Up until recently, I have stumbled through the answer, 'I have four children.' Because saying 'five' would probably bring me to tears, and the person asking about my kids has just met me. It's not likely they're prepared for a torrent of tears from a stranger.
But this past week, I answered the question differently. To my new dental hygienist, of all people. Poor woman.
The last time I went to the dentist was almost a year ago. They found a couple cavities, I set up a return appointment for mid-July, and then... Elliana. July 3 happened. I had to cancel the appointment because I knew I'd just sit in my dentist's chair and cry through the fillings.
I finally went back this week for a cleaning. I didn't want to go - partly because... well, who WANTS to go the dentist anyway? And I knew the dentist would fuss at me for not having the cavities filled. But he had no idea why I didn't keep that appointment to have the cavities filled.
Reminders of Elliana are everywhere - even at the dentist's office.
So I was pretty uncomfortable being there, and the hygienist picked up on that. She asked me if I was ok (also a difficult question to answer - because no, I'm not ok). I told her I was ok. She gently pushed a little more and asked if I just had some dental fears. I said no, it wasn't dental fears.
Then, as she was about to put that mini pirate's hook in my mouth, she started making small talk. Her first question to me: Do you have children?

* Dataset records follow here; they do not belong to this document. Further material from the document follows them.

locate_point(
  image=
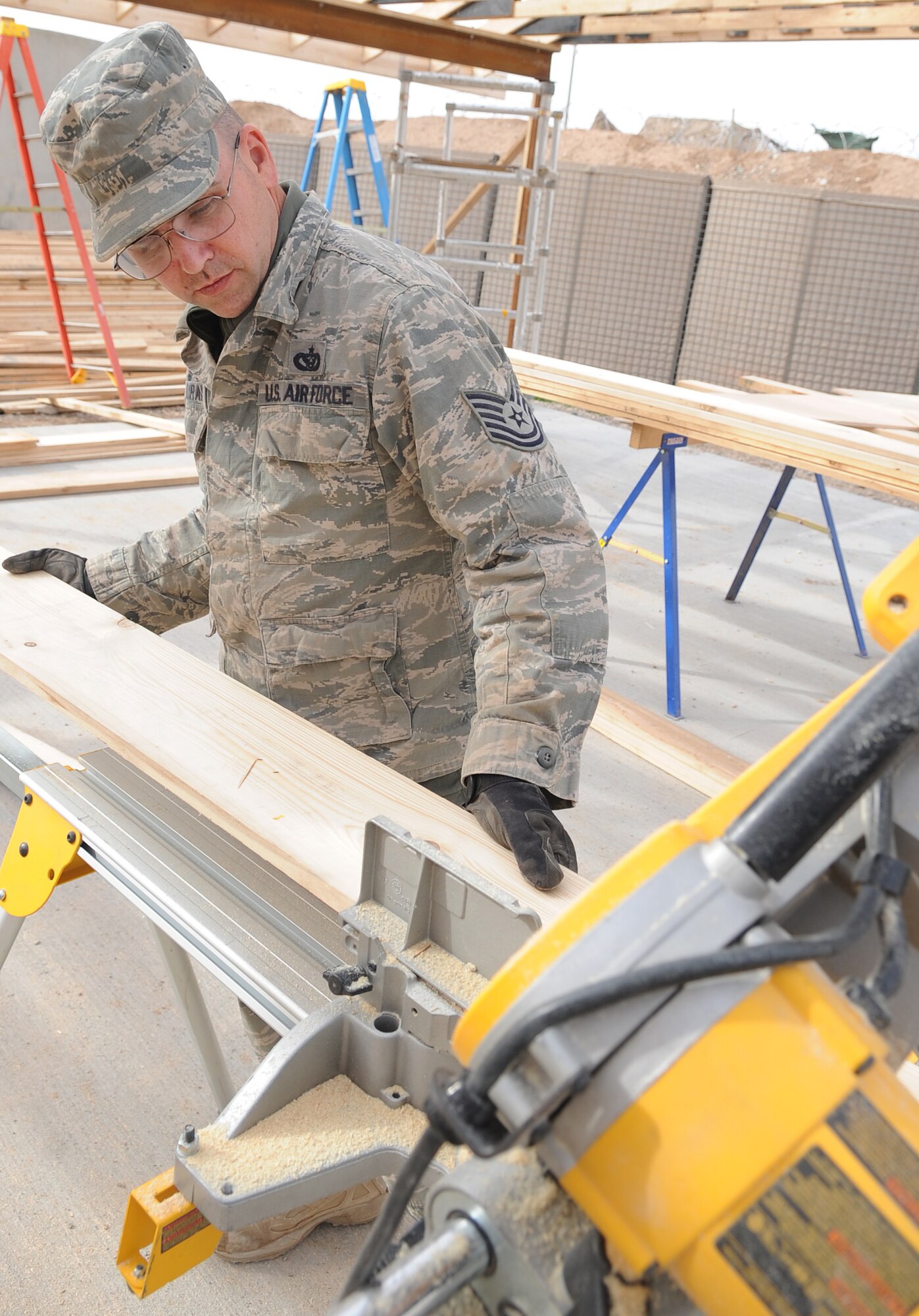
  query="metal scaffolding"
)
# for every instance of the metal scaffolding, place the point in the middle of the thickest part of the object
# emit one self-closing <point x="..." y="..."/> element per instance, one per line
<point x="523" y="260"/>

Me: Yes, I do. Hygienist: How many?
*big sigh*
Since she already knew I was not really ok, I decided to just go ahead and say it.
'I have five children, but one of my daughters died a few months ago.'
There. I did it. I said it.
The sweet hygienist responded really well, said she was so sorry, and asked what happened. It surprised me that I felt better about briefly telling her what happened than I would have felt about saying I have four children rather than five.
And then I apologized - I knew that by telling her, I had put her in an awkward position. I mean, how do you keep making small talk with someone like me after I drop that bomb on you?
But even though I know it made her a little uncomfortable, I'm glad I was honest with her. Because now, someone in that office knows. And for some reason, that helps me.
I even wish I'd gone a step further and asked her if she'd like to see a picture - because I have several in my purse. :-)
I think it's good that you managed to tell her. Maybe knowing about Elliana will help the hygienist some day - or perhaps it will help another bereaved mother who crosses the hygienist's path.